La sua lotta per la pace è cominciata in Sudan, alla fine del ‘900. Ci racconta: “Ho ritrovato me stessa davanti a un gruppo di ragazzini eritrei i cui genitori erano stati uccisi durante la guerra tra Etiopia ed Eritrea, loro avevano tra i 4 e i 13 anni, erano diventati fratelli di strada. Chiesi loro se potevo aiutarli, si rifiutarono per orgoglio ma dopo tre giorni accettarono. 

Aiutarli è stato il modo di oppormi alla guerra, alla violenza cercando di dare a queste vittime innocenti un futuro diverso”.

Un aiuto proseguito soprattutto nel Sinai alle vittime del mostruoso traffico di esseri umani e di organi. 

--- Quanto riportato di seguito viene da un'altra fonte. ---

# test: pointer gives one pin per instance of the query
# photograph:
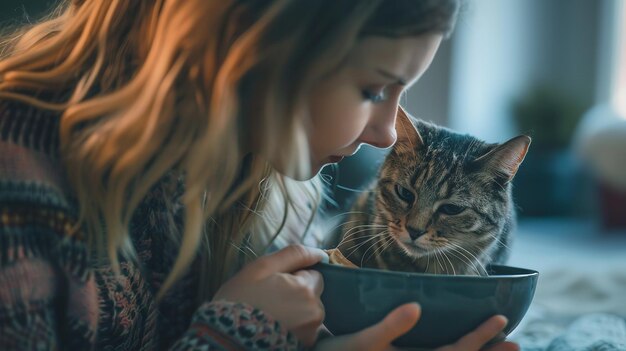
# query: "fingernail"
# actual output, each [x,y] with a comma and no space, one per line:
[325,258]
[506,321]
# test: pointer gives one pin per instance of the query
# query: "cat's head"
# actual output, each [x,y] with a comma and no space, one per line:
[440,191]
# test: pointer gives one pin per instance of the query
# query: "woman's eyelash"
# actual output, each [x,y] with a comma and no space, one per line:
[374,97]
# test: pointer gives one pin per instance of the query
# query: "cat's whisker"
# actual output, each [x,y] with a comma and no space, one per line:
[358,246]
[382,238]
[443,253]
[437,257]
[359,229]
[465,260]
[346,223]
[475,259]
[354,213]
[362,228]
[356,238]
[497,238]
[243,251]
[388,241]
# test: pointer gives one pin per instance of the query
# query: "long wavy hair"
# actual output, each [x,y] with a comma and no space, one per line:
[147,87]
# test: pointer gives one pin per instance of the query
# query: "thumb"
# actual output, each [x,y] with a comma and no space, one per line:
[396,323]
[288,260]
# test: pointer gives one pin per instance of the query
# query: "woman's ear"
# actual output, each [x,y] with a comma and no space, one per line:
[408,135]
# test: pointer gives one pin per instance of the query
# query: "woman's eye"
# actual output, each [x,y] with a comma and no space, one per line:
[451,210]
[375,96]
[404,194]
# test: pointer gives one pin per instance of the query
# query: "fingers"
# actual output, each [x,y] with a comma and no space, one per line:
[483,334]
[313,280]
[396,323]
[288,260]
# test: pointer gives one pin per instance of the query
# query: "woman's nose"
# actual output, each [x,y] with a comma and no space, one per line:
[381,131]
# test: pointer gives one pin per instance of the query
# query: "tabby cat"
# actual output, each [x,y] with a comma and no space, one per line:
[441,204]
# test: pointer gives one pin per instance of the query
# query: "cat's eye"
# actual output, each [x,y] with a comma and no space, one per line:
[450,209]
[404,194]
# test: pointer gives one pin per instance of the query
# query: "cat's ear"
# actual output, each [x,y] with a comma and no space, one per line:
[504,160]
[408,136]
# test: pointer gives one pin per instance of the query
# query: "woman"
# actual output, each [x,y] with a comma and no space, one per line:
[148,149]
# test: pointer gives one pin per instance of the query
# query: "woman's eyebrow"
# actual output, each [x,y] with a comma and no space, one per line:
[391,76]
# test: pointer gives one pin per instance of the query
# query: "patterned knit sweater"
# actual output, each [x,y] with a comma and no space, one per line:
[53,297]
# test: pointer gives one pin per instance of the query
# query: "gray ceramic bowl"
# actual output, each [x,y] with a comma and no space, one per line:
[452,306]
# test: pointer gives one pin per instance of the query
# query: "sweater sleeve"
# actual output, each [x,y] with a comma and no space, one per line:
[39,275]
[223,325]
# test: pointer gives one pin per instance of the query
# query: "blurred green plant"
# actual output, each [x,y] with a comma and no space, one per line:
[549,116]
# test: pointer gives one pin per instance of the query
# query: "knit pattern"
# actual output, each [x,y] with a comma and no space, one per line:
[52,296]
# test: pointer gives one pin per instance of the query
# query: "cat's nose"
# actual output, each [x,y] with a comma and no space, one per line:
[415,233]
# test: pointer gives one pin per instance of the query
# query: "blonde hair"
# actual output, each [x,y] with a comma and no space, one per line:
[147,87]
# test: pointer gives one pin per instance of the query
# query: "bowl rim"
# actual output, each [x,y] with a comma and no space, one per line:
[524,272]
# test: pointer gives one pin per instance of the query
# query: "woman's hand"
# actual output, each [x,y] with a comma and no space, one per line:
[277,285]
[379,336]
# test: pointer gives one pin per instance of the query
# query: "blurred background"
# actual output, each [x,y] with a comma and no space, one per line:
[552,69]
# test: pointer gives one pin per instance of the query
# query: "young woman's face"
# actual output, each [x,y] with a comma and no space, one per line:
[358,104]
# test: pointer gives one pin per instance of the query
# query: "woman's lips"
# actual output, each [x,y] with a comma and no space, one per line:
[335,159]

Ad aiutarla uno sceicco salafita che all’inizio non voleva nemmeno incontrarla e parlarle in quanto donna e di un’altra religione. Ma Alganesh Fessaha non lo ha respinto perché la salvezza dei prigionieri era prioritaria. Con lui, Sheikh Mohamed, hanno collaborato anni per salvare i sequestrati dalle celle dei sequestratori beduini. Chi non pagava i riscatti veniva ucciso e gli venivano espiantati gli organi per rivenderli al mercato nero. Andavano di notte nel deserto a liberarli mentre i carcerieri dormivano o erano ubriachi. Hanno salvato circa 800 persone. Oggi Sheikh Mohamed la chiama mamma quando si sentono. Come i profughi che hanno salvato insieme. Il potere dell’amore, della compassione e della disponibilità può farci raggiungere insieme la pace,

che va costruita insegnando al bambino cosa vuol dire aiutare il prossimo, non restare indifferenti. 

Le donne possono essere il filo conduttore per la pace se rispettate e valorizzate.

I valori della donna sono immensi, penso al maternage, all’amore della madre per il figlio. Se venisse riconosciuta e promossa la leadership femminile in politica e in diplomazia ci sarebbe più pace, perché la donna rifugge dal sangue e dalla violenza. Quell’istinto materno insito in quasi tutte le donne, le porta ad aiutare, a tendere la mano, a diffondere amore e speranza, a lenire le sofferenze. 

Le donne sono le vere promotrici di pace e amore, nelle proprie vite e in ogni parte del mondo.